You can find instructions on how to request access to the systems on the dedicated page of the CSCS web site: please note that the systems can be reached via ssh from the front end Ela (ssh ela.cscs.ch). Existing users can manage their accounts and projects through a web-based tool: you can find a detailed description of the tool here.
Authentication at CSCS
Users at CSCS generally have one single account, identified by a username, which can be used to access the different services at CSCS. There are different ways to authenticate your identity in order to access services at CSCS, using a password set by the user. Currently users can be authenticated with:
- Classic ssh with CSCS username/password, and also with ssh-keys
- CSCS username/password on different web services. Sessions can be independent from each other so, signing into one service does not necessarily sign the user into another one
- CSCS username/password on a Single Sign-On gate, which once the user is authenticated, can move between services (connected to this gate) without signing in again
- Username/password from an external institution, provided that his/her CSCS account has been "linked" to that external identity beforehand and the service uses the Single Sign-On gate
If you have been requested to setup a 2nd authentication factor, you need to provide a 2nd factor after having entered your username/password. This new factor can be obtained after having register a device as explained in the section Multi-factor authentication
Single Sign-On
A growing number of services at CSCS are connected to the CSCS Single Sign-On gate. This gives users the comfort of not having to sign in multiple times in each individual service connected to this gate and increases security. Furthermore, the Single Sign-On gate allow users to recover their forgotten passwords and authenticate using a third-party account. The login page looks like
Using different accounts
In order to use a different account, users have to log out of the Single Sign-On gate by going to the Account and Resources Tool and selecting "Log out of CSCS" on the upper-right profile icon
Signing in with a third-party account
All users at CSCS need to go through the standard registration process and get a CSCS account. In addition, they can also link their CSCS account to an external account, e.g. the one from their home institution. In this case, they can sign into the CSCS services using his/her home institution credentials instead of the CSCS username/password. This process happens only during the Single Sign-On procedure described above, and from that time on and for all purposes, and until the user logs out, the user identifier that presents itself to all CSCS services is the CSCS username, not the external one. The number of external institutions that are allowed to link their accounts is limited and displayed in the login page. The linking of external accounts can be done in the Profile section (upper-right corner) under the Account and Resources Tool .

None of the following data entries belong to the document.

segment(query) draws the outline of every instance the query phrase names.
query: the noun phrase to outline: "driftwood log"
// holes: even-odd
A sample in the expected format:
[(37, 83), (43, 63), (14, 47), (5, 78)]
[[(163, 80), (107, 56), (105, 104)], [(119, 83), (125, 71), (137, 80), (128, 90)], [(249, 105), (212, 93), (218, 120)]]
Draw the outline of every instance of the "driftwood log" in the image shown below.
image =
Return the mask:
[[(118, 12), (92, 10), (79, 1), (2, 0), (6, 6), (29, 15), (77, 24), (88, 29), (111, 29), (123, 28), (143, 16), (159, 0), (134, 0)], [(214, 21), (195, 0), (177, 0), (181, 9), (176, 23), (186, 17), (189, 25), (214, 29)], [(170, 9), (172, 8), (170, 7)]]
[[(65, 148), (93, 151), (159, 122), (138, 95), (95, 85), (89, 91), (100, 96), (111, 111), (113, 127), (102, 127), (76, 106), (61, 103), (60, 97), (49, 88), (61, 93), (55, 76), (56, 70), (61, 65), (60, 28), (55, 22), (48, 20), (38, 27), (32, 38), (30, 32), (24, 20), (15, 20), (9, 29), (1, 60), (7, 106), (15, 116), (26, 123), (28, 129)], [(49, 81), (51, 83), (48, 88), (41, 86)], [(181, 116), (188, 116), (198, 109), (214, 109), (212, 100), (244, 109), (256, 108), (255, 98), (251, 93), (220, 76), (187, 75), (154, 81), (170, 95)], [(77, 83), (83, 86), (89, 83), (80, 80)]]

Multi-factor authentication
If you are required to provide a second authentication factor, please refer to the Multi-factor authentication instruction. Note that the instruction below about SSH keys does not apply if you are required to provide a second factor.
Generating SSH keys if NOT required to provide a 2nd factor
CSCS suggests the use of ed25519 keys, avoid the use of DSA nor ECDSA keys. Legacy RSA keys are accepted and the use of a strong passphrase is highly recommended.
Please note that ed25519 is supported only from OpenSSH version 6.4 (2014) - Warning: Not supported on CentoOS/RedHat 6.
How to generate ed25519 keys
ssh-keygen -t ed25519
How to generate RSA keys
ssh-keygen -t rsa -b 4096
How to change your passphrase without changing the private key
ssh-keygen -f ~/.ssh/id_rsa -p
Copy your public key to the remote server
ssh-copy-id username@remote-server ssh-copy-id -i ~/.ssh/id_ed25519.pub username@remote-server
Alternatively, you can copy the keys manually:
scp id_ecdsa.pub username@remote-server: ssh username@remote-server mkdir ~/.ssh chmod 700 ~/.ssh cat ~/id_ecdsa.pub >> ~/.ssh/authorized_keys rm ~/id_ecdsa.pub chmod 600 ~/.ssh/authorized_keys
Use different keys for different systems
Choose between different keys in the command line interface:
ssh -i ~/.ssh/id_ed25519 username@remote-server
Or adjust the ssh configuration file ~/.ssh/config following the example below:
Host SERVER1 IdentitiesOnly yes IdentityFile ~/.ssh/id_rsa_SERVER1 Host SERVER2 IdentitiesOnly yes IdentityFile ~/.ssh/id_ed25519_SERVER2
Note that you can adapt the ssh configuration file to access directly the systems: have a look at the corresponding FAQ for an example with Piz Daint.